I've kept this blog, on and off, since 2006. In 2015 I used it to chart daily encounters, images, thoughts and feelings about volcanic basalt/bluestone in Melbourne and Victoria, especially in the first part of the year. I plan to write a book provisionally titled Bluestone: An Emotional History, about human uses of and feelings for bluestone. But I am also working on quite a few other projects and a big grant application, especially now I am on research leave. I'm working mostly from home, then, for six months, and will need online sociability for company!


Tuesday, May 27, 2008

Out of the mouth of the teenager

We had just watched an episode mid-way through the last season of Six Feet Under, in which David and Keith were struggling with their two new adopted children. Joel said, "Which do you think is harder? Growing up? or bringing up a family?"

Damn good question, I say. And of course, the two things are probably related, in that the way we bring up children has got lots to do with the way we were brought up, and our own experience of growing up. All those unarticulated dramas and memories that bubble along behind the day to day chaos of holding family life together.

This has been a great series. We are watching it on DVD and while I sometimes recoil at the Language - Sex - Drugs nexus, on Joel's behalf, it's been a great study in character, in family and in excess of various kinds, as nearly all the characters spiral up and down in hope and despair. And almost anything is better than watching commercial television.

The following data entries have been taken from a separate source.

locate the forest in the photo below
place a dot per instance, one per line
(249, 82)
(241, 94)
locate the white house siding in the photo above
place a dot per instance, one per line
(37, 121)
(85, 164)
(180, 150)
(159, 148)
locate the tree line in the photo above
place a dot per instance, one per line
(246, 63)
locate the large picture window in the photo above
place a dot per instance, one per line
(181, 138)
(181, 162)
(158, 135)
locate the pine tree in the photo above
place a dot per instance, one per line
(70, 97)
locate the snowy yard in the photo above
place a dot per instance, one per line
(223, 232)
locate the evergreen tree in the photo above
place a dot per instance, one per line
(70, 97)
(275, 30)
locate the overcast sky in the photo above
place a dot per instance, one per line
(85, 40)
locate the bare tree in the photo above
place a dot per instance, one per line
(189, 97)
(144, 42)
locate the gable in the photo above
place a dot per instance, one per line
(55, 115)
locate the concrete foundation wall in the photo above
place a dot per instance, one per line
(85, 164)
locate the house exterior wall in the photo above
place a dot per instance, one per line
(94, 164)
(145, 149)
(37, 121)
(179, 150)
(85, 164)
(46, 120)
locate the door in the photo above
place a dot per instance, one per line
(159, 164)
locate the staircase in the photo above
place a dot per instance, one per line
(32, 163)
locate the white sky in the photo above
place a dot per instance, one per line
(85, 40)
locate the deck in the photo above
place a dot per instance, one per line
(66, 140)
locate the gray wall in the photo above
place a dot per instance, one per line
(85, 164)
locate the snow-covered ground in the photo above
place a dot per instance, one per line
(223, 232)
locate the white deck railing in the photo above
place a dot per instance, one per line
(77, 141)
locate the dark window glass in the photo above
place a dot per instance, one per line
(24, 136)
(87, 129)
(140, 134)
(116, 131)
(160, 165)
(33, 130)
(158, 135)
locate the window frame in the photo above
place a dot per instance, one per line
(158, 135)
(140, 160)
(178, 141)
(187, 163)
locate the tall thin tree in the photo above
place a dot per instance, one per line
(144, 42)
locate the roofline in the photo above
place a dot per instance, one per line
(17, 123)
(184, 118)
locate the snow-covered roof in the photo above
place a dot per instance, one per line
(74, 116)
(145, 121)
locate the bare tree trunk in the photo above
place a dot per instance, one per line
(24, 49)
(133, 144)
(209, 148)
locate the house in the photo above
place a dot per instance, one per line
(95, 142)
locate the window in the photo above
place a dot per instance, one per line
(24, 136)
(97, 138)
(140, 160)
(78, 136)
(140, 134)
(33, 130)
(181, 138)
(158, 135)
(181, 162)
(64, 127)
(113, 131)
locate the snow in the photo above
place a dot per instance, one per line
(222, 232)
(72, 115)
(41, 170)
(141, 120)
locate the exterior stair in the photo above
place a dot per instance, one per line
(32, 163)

And anything that triggers that kind of question can't be all bad, I think.

2 comments:

Anonymous said...

I don't know which is harder, but it did occur to me when pregnant that my constant state of bodily change and hormonal fluctuations were very similar to being eleven or twelve and regularly bewildered by my body.

I'd probably add that bringing up a family is also a process of 'growing up' (but certainly not the only one, having kids isn't compulsory for maturity) when one learns that one is not only not the centre of attention, but that ones own needs become nothing in the face of another.

This old world is a new world said...

Hmmm. Nicely put. I realised I didn't have an answer to this question. At first I was going to say bringing up a family takes longer than growing up, but that's not necessarily true, either.

I suspect being adolescent is the most acute form of all this growing, though.